Don't go yelling at Apple for one small issue when Microsoft is
in need of updating every month to fix all their holes saying the
updates are critical level.

Compare the two OS's and how often updates are "needed" for
security and performance of the ware.

[K.P.C.]

I'll tell you who's funny . . .

It's the 6 out of 7 commentors (so far) above who are screaming
"see Apple sucks too!" when this QuickTime exploit only affects
"Windows Vista and Windows XP Pro SP2" and not OSX.

What you conveniently ignore is the fact that Windows causes
the flaw . . . allows the exploit . . . It's the base programing of
Windows that allows this to happen . . . It's full of holes.

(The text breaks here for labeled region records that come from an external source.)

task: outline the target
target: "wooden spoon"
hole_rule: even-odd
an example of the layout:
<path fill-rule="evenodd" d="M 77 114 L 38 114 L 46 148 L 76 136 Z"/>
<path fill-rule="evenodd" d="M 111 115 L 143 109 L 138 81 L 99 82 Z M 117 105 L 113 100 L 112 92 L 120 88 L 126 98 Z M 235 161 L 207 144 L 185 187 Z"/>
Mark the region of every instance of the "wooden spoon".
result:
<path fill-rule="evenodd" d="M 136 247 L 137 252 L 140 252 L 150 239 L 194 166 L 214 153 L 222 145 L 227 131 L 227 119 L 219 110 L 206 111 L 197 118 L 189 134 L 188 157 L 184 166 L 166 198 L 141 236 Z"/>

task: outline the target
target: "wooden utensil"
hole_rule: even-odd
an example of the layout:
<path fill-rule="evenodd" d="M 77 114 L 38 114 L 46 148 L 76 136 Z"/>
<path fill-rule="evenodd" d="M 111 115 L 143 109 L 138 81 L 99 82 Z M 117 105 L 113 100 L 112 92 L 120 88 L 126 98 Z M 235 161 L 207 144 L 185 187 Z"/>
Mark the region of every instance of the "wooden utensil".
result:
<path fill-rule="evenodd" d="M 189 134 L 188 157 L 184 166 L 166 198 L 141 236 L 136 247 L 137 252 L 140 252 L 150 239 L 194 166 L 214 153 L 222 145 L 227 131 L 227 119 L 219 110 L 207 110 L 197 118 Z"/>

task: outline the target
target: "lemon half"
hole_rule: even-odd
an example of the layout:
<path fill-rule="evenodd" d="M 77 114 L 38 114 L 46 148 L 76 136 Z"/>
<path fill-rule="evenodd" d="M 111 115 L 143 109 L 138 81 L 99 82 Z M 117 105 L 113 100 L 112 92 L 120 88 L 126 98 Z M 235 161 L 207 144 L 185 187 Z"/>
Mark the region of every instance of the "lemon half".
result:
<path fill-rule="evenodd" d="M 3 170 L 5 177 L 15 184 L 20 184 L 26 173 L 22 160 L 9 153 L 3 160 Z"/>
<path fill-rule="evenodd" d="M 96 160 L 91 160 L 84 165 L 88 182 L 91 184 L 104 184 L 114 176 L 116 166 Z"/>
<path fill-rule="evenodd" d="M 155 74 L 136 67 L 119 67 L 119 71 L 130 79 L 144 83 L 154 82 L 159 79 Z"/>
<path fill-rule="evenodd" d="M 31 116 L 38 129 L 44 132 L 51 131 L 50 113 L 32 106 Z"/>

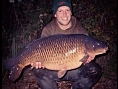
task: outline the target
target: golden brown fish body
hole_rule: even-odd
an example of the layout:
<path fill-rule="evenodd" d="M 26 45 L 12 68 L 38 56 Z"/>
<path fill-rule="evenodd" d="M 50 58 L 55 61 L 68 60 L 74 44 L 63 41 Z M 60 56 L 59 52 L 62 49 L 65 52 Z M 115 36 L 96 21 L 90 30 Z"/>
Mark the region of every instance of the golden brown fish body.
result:
<path fill-rule="evenodd" d="M 11 69 L 9 77 L 15 81 L 22 69 L 33 62 L 41 62 L 43 67 L 50 70 L 75 69 L 90 55 L 105 53 L 107 49 L 101 41 L 81 34 L 40 38 L 30 43 L 17 57 L 18 63 Z M 64 74 L 58 76 L 63 77 Z"/>

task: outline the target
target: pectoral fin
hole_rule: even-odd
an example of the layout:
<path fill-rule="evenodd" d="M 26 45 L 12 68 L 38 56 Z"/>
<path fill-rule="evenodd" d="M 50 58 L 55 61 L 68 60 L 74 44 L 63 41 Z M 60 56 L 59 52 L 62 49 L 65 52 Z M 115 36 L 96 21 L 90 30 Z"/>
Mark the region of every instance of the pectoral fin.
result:
<path fill-rule="evenodd" d="M 67 70 L 62 69 L 58 71 L 58 78 L 62 78 L 66 74 Z"/>

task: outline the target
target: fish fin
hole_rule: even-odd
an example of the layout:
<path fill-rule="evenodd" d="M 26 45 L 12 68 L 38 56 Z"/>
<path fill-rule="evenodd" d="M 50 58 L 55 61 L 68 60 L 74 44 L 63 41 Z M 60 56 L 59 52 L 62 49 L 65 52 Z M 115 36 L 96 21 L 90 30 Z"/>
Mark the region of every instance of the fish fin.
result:
<path fill-rule="evenodd" d="M 80 62 L 85 63 L 88 58 L 89 58 L 89 55 L 86 55 L 86 56 L 84 56 L 84 57 L 80 60 Z"/>
<path fill-rule="evenodd" d="M 58 78 L 62 78 L 66 74 L 67 70 L 62 69 L 58 71 Z"/>
<path fill-rule="evenodd" d="M 10 71 L 10 73 L 9 73 L 9 78 L 10 78 L 10 80 L 12 81 L 12 82 L 14 82 L 19 76 L 20 76 L 20 74 L 21 74 L 21 72 L 22 72 L 22 67 L 20 67 L 19 65 L 15 65 L 12 69 L 11 69 L 11 71 Z"/>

You guys scream that the ONLY reason there are no viruses or
exploits out there for OSX is that "the market share is too small
so why bother".

Here we have an exploit for a program (Quicktime) that runs on
both OS's but only affects Windows . . . Quicktime is a well
written program . . . Windows is flawed . . . that's why it's so
easy to attack.

Waaaa waaaa . . . let the Flames begin (^0^)/

[brianfellow]

Affects OSX --- Re: I'll tell you who's funny

Why don't you read the bulletin before you start blasting Windows. It DOES affect OSX. It is a quicktime flaw.

[Rick Cavaretti]

Cool!

I can't wait...mudslinging and entertainment for the day!

[Lenter101]

Another Apple patch

Here's a quote from the New York Times - November 15, 2007 - concerning Apple patches, "Apple has patched over 150 vulnerabilities in the eight security updates it has issued so far during 2007."

What a great product.

[barriospaz]

About machines and exploits...

Seems to be like people forgets we are talking about machines (made by humans) and software (also made by humans). I own a post-production company, so we use computer in a very professional and intensive way (Macs, Pc's and Linux) and in the past year I personally downloaded more than 600 MB of updates for every single Apple computer we have. From that amount, more than 300 MB of data were security updates to cover flaws in code written by Apple. It's incredible stupid to think that every single line of code running in OSX is perfect and secure. Even a novice in our IT department knows how to break security in any machine ( PC's Macs or Linux )... it's just a matter of time. Just stop that Windows vs OSX war. Both pieces of software are made by humans, plagued with errors, and are insecure.